Gestores desobrigados de declarar rendimentos e incompatibilidades

Comentador da SIC denuncia que governo criou "regime de exceção" para a CGD. E diz que se foi intencional "é gravíssimo"

Marques Mendes denunciou este domingo que o governo criou um "regime de exceção" para a Caixa Geral de Depósito que desobriga os novos gestores de apresentarem, como tem acontecido até agora, as declarações de rendimentos ao Tribunal Constitucional, a de incompatibilidades e impedimentos na Procuradoria-Geral da República, e sobre as participações que detenham em qualquer empresa na Inspeção Geral das Finanças.

O comentador da SIC afirmou que este regime de exceção às obrigações que são aplicadas a todos os gestores públicos, só pode ser uma de duas coisas: ou um lapso, que tem de ser corrigido, ou foi intencional, e "é gravíssimo".

"Gravísssimo", disse, "porque foi omitido até hoje por quem fez a lei, porque um regime de exceção para a CGD ninguém compreende, porque é trocar a transparência pelo secretismo e o escrutínio pela opacidade".
Marques Mendes acusou ainda o governo de falta de bom senso no que diz respeito aos salários dos gestores da Caixa Geral de Depósitos (CGD).

Para o comentador político da SIC não houve equilíbrio nessa atribuição de vencimentos e deu como exemplo o ordenado por anterior presidente da CGD, que ganhava cerca de 200 mil euros anuais, quando o atual vai ganhar mais de 400 mil.

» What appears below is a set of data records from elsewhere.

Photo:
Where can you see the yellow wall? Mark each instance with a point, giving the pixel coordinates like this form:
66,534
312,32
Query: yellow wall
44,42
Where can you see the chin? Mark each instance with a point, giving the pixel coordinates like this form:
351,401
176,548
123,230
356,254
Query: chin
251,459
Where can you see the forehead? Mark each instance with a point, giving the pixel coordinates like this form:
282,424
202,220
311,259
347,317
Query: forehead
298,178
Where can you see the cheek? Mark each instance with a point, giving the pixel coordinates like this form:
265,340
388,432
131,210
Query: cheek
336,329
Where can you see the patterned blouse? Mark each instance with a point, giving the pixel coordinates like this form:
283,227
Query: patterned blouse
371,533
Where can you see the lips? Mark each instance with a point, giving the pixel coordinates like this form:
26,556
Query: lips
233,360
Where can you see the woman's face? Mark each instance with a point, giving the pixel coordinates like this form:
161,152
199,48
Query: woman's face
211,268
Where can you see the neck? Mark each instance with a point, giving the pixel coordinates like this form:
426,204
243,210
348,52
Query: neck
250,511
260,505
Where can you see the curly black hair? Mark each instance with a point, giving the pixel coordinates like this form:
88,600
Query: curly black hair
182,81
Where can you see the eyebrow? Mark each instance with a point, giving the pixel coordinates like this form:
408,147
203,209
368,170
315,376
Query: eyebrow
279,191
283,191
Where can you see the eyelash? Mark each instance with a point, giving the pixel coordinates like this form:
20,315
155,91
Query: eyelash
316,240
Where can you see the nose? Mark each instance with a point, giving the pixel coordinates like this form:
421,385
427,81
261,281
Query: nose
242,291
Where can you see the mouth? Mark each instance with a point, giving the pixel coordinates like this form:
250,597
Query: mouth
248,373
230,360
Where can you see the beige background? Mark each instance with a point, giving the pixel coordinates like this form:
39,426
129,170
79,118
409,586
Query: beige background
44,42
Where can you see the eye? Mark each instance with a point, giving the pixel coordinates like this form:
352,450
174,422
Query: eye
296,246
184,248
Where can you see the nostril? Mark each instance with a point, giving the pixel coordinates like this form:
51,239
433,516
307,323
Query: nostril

Mendes frisou que em cargo nenhum, empresa nenhuma, de um ano para o outro, se dá um aumento "tão brutal" como este. Defendeu que a remuneração dos gestores da CGD deveria ter sido mais baixa, compensada com uma componente variável em função dos resultados e do desempenho.

Contudo, considerou uma posição "radical" dizer que um gestor público não deve ganhar mais do que o primeiro-ministro ou o Presidente da República.